7.04.2007

The Top 5: Performance #4

Happy Fourth, Americans! To celebrate, here's performance #4.

4. NICOLE KIDMAN (The Hours)



Nicole Kidman's fine turn as Virginia Woolf is my highest Oscar-winning performance on the list. Kidman sheds her past roles off of her like a skin and becomes a new person with stringy dirty brown hair, a gravelly accent - - and who could forget the nose?

I can't even properly write this.


When we first see Virginia, is is actually the end of her life. Woolf truly thought she was weighing others down in the world so she weighs herself down- literally, with stones- and ends it all. It's a perfect way to set the tone of the film.



Kidman's consistant narration between her story and the remaining two also bring her role to more justice. As she writes the book that binds the three women together, we hear her thoughts, and possibly the other's thoughts as well.

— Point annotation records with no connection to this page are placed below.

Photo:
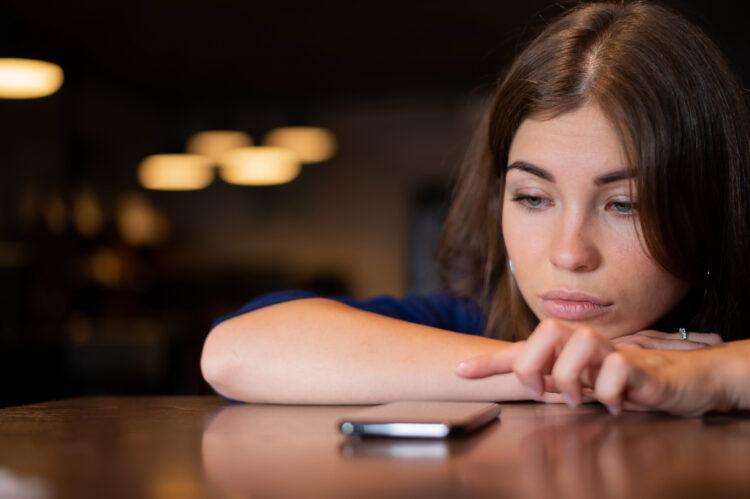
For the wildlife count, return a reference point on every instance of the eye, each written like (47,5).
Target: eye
(531,202)
(624,208)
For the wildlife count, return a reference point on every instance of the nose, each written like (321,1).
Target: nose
(574,245)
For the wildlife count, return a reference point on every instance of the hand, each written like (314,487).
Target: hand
(577,361)
(657,340)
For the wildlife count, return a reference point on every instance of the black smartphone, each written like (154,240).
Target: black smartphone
(419,419)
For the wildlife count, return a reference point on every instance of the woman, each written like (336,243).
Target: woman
(604,190)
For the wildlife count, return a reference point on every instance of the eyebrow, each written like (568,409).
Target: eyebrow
(540,172)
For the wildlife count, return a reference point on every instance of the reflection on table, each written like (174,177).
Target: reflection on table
(166,447)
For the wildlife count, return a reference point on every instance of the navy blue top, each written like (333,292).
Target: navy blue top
(440,309)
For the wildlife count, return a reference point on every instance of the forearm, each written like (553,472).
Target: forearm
(318,351)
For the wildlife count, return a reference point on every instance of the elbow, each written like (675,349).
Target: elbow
(219,362)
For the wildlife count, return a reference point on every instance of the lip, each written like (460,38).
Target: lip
(574,305)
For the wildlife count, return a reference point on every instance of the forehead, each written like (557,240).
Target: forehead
(578,142)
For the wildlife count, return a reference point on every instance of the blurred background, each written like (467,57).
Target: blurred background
(118,248)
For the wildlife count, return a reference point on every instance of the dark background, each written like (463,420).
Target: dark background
(401,84)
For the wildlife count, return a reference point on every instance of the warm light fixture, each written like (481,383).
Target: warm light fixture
(28,78)
(216,143)
(175,172)
(259,166)
(310,144)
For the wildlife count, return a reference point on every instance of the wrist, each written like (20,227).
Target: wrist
(729,372)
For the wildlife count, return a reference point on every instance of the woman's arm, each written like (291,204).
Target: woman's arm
(318,351)
(577,361)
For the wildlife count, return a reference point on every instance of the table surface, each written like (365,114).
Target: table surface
(183,447)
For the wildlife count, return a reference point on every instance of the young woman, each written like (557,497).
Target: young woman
(606,190)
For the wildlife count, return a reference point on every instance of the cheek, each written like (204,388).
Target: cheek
(524,236)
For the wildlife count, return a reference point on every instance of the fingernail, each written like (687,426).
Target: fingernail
(569,400)
(533,393)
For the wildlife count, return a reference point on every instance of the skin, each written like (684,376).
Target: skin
(569,233)
(576,361)
(565,231)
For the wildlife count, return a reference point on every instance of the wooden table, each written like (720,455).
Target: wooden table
(183,447)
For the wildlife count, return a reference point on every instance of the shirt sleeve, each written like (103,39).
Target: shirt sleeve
(440,309)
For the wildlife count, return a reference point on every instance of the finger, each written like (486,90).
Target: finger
(612,382)
(584,349)
(662,344)
(536,359)
(707,338)
(499,362)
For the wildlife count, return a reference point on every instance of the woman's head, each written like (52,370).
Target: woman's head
(632,89)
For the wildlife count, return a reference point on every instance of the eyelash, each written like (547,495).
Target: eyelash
(523,200)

You cannot find peace by avoiding life.


Kidman's most memorable scene is, of course, her blow-up at the train station. Her confrontation with her husband about her sanity is astonishing to say the least.

Dead Bird.



But my personal favorite scene is a quieter one. After her nieces and nephews visit, a dead bird is found laying in the garden and a "funeral" is put in order. It's the small conversation between Virginia and her 5-year-old niece that truly jumps out at me, and the resulting descention she makes to keep eye contact with the dead bird. Haunting.